4. United States Renal Data System (USRDS). 2023 USRDS Annual Data Report: Epidemiology of Kidney Disease in the United States. Accessed 2024. https://www.usrds.org

Author disclosures

This article is a critical summary and interpretation of the published trial results. Readers should consult the primary trial report for complete methodological and funding details.

1 Comment

  1. Clinical Utility and Value:

    The Navigate-Kidney trial addresses a critical gap in health equity for dialysis populations by demonstrating that culturally tailored CHW interventions can produce measurable improvements in IDWG, treatment adherence, and patient activation among Hispanic/Latino hemodialysis patients. The study’s clinical utility lies in three key areas:

    1. The modest but statistically significant reduction in IDWG (-0.46 percentage points) translates into decreased cardiovascular stress over time—particularly important given the cumulative nature of fluid overload-related morbidity in chronic dialysis populations.

    2. The reduction in shortened dialysis sessions directly impacts adequacy of dialysis delivery, which is strongly associated with clinical outcomes including mortality and hospitalization rates.

    3. The improvement in Patient Activation Measure scores signals enhanced self-management capacity—a validated predictor of long-term adherence and reduced healthcare utilization.

    Areas for Enhancement:

    While this trial provides valuable proof-of-concept, several limitations warrant attention in future research and implementation:

    1. Hard clinical endpoints: The 180-day follow-up was insufficient to capture changes in cardiovascular events, mortality, or hospitalization rates. A pragmatic extension study with 24-36 month follow-up would establish whether behavioral improvements translate into reduced morbidity and cost savings.

    2. Mechanistic insights: The trial did not measure intermediate biomarkers (natriuretic peptides, cardiac biomarkers, blood pressure variability) or patient-level barriers (food insecurity scores, health literacy metrics, social support indices).
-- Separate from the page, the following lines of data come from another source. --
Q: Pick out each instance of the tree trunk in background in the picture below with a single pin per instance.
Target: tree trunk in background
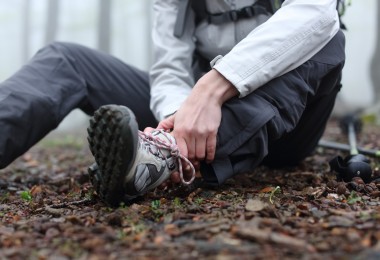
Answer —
(104, 25)
(375, 66)
(25, 37)
(52, 21)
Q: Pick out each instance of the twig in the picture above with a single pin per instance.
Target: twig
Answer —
(52, 209)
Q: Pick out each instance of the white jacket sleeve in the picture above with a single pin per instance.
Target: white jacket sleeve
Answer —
(170, 77)
(297, 31)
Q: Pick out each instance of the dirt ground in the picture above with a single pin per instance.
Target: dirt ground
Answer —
(48, 210)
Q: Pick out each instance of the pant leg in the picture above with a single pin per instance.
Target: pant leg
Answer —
(58, 79)
(288, 112)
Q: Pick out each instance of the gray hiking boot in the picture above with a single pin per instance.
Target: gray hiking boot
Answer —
(129, 162)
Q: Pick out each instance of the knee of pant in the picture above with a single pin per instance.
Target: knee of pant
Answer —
(63, 48)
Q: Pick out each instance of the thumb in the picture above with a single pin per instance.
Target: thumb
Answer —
(167, 123)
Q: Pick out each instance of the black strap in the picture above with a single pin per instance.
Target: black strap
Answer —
(234, 15)
(183, 10)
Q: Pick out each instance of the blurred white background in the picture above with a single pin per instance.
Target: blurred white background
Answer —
(122, 28)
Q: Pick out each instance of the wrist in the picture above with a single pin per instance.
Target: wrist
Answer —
(216, 87)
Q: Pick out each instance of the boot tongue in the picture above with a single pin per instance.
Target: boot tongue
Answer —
(170, 141)
(164, 136)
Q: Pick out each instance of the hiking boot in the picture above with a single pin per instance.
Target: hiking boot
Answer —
(129, 162)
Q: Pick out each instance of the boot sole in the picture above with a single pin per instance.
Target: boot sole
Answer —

Understanding which CHW activities drive IDWG reduction would enable optimization of intervention components.

    3. Implementation science: Critical operational questions remain unanswered: optimal CHW-to-patient ratio, training curricula, supervision models, integration with existing dialysis multidisciplinary teams, and reimbursement pathways. Hybrid effectiveness-implementation trials are needed.

    4. Generalizability: Single-region recruitment limits external validity. Multi-site trials across diverse geographic settings, dialysis organizations (for-profit vs. non-profit), and extending to other demographic groups would strengthen the evidence base.

    5. Cost-effectiveness analysis: While behavioral improvements are evident, decision-makers require formal economic evaluation comparing CHW program costs against downstream savings from reduced hospitalizations and improved quality-adjusted life years.

    Clinical Practice Integration:

    For dialysis programs serving high-disparity populations, Navigate-Kidney supports CHW integration as part of a comprehensive adherence strategy—complementing rather than replacing dietitian counseling, social work, and nursing education. Successful implementation will require alignment with value-based payment models and systematic outcome monitoring to ensure fidelity and effectiveness in real-world settings.